As the project matures and computing power keeps growing, is DLR chasing a moving target? Beauchemin said the focus is on the training requirements, not the technical requirements, which are up to DND’s Materiel Group. “I want them and industry to come up with a technical solution, a design to meet the Army’s training requirements.”

For example, he’d like to see designs that improve the capabilities of gunners in the Army’s fleet of light armoured vehicles. The legacy WES system relies on available light, but thermal imaging and night-vision simulation would be welcome, as would the ability to simulate smoke or other factors which compromise shots, especially at moving targets in a built-up area.

“We want to challenge the individual’s skills within a collective tactical training environment. Engaging a target on a range is one thing. Doing it while bouncing in a LAV and engaging a moving target with simulation and feedback is the next step. The whole point is to be able to bring this gunner or those soldiers to a higher degree of operational readiness than we’ve managed to do before. Within collective training, there’s always an aspect of individual training. But as you go up, it takes less priority at the brigade level, where it’s mostly about decision-making.”

And what about more commonality with allies? “There are definite technical challenges, not so much in terms of training because we train more or less the same,” he replied. “For quite a long time, our systems have been developed according to national requirements, they’re not meant to be interoperable. In the past, one option was to lend equipment to the British or Americans who come to train here as long as we can design a bracket for their vehicles, but the intent now is for them to bring their own operational equipment and instrumentation to train with us.”

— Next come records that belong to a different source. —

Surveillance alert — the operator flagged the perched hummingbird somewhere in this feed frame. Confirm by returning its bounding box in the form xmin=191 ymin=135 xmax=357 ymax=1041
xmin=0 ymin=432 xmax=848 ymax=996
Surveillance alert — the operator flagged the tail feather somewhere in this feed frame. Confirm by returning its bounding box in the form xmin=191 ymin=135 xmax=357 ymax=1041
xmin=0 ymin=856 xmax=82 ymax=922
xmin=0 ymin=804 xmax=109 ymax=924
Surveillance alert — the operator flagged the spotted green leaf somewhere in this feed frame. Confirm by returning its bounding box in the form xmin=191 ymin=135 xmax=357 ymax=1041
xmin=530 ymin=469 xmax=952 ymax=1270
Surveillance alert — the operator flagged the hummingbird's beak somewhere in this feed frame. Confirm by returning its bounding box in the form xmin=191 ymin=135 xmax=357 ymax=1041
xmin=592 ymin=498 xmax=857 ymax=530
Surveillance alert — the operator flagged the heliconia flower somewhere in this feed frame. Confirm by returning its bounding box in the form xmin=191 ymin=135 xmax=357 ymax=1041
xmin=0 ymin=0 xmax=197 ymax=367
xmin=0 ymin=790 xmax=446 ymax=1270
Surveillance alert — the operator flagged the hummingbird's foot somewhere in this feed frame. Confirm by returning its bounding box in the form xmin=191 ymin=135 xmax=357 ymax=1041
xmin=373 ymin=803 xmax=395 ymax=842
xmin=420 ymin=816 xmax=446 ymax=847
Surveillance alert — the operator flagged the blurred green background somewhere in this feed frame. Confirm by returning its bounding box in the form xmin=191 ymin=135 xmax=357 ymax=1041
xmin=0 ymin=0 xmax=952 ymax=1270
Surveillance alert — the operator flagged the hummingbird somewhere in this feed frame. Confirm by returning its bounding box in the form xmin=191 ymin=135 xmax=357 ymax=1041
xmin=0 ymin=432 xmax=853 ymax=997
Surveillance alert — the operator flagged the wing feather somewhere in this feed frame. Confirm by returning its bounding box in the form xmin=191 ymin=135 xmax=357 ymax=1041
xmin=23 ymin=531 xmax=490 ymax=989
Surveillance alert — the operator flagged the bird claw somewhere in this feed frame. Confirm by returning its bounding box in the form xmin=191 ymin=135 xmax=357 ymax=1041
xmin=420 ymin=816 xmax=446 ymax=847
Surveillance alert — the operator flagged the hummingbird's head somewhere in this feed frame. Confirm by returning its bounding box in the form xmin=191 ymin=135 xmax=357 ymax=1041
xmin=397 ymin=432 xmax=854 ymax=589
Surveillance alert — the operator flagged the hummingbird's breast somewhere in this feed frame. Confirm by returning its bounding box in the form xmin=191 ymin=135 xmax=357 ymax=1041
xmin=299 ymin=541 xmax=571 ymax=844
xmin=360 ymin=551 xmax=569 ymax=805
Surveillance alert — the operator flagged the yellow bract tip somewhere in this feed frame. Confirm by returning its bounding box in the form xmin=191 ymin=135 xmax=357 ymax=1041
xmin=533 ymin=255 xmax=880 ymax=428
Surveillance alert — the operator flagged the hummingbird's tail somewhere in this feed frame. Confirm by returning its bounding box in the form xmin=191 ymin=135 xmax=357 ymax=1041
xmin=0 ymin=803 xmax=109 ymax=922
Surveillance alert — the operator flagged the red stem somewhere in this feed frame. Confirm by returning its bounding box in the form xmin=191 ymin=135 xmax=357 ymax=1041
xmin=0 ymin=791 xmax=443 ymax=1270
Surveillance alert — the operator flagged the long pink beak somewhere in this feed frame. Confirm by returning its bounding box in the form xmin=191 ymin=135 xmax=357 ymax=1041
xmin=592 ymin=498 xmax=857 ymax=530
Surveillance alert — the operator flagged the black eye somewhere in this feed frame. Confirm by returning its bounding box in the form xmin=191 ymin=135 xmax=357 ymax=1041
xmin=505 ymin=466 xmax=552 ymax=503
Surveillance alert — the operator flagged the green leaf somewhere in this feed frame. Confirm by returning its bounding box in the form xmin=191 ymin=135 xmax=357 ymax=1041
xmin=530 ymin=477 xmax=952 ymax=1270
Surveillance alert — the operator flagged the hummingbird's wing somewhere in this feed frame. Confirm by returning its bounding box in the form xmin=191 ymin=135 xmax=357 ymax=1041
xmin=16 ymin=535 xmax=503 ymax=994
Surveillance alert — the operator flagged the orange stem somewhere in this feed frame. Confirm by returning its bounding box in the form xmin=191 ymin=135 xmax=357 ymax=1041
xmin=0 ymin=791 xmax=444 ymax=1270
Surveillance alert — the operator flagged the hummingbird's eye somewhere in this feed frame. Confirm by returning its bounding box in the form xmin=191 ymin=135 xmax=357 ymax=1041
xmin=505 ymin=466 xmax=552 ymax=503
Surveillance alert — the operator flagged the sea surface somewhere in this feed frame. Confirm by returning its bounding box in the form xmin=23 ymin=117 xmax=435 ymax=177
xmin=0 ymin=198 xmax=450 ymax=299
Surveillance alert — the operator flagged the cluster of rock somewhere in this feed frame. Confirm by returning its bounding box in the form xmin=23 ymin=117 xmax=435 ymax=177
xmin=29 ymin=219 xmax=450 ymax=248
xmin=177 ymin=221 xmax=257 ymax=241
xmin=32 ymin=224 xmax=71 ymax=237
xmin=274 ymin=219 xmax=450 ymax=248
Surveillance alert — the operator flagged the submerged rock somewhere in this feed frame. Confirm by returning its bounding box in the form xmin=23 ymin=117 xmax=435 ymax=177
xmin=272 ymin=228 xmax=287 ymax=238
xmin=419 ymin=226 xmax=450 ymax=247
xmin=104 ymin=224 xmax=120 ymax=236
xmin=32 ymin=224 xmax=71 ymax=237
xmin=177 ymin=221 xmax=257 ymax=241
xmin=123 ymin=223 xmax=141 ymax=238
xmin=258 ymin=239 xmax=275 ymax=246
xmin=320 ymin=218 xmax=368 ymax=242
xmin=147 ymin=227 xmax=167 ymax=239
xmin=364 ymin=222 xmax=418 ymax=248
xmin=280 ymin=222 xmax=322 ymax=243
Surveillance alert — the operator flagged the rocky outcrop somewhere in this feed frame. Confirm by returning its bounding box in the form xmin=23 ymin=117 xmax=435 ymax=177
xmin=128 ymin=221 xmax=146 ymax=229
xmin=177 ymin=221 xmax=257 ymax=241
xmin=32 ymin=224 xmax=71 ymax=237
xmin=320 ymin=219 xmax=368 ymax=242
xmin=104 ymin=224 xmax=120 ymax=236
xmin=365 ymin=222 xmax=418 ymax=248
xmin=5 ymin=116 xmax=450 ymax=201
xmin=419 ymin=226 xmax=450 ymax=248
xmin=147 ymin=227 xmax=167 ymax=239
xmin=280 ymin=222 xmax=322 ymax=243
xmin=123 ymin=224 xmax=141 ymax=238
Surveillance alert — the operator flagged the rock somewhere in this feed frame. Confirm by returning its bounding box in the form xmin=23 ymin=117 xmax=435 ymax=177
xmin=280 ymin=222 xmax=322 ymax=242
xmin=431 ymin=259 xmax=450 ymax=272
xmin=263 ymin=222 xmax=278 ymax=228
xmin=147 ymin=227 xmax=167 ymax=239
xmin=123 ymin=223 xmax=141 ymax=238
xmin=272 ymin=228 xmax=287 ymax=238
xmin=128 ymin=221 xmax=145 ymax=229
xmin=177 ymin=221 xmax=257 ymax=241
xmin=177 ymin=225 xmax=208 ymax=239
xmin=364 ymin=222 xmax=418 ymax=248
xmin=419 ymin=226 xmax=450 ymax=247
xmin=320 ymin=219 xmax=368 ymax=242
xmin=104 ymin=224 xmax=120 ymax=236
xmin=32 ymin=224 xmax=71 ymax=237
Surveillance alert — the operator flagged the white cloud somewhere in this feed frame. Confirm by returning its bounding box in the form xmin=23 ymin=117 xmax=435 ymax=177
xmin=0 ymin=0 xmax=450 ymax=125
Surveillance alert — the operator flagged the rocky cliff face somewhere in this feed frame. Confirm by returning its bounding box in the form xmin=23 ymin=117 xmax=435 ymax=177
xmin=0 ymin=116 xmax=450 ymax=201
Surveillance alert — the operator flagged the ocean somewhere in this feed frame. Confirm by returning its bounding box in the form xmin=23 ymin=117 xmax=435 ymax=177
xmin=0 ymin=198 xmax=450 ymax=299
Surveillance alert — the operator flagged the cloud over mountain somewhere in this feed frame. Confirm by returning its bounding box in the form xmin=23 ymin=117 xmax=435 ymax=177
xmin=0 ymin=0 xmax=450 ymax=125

Those national standards are a long-standing issue with NATO overall and while an Urban Combat Advanced Training Technology (UCATT) working group is trying to design a standard interface, Beauchemin expects it will be “some time” to develop a critical mass of interface standards before there’s a practicable solution. That said, some vendors are positioning to be compliant.

Unlike training using virtual reality, troops using the WES system are out in all kinds of weather and are dealing with fatigue, equipment and logistics, and other issues which can compromise the entire exercise. And dismounts can, as they do in the real world, run out of ammunition.

“The point is not to be able to train at such a high level that it’s just short of combat operations – we’ll probably never reach that,” Beauchemin stressed. Rather, the Army strives to leverage the latest technology developments to encompass a lot more weapons effects, at a much higher level of fidelity.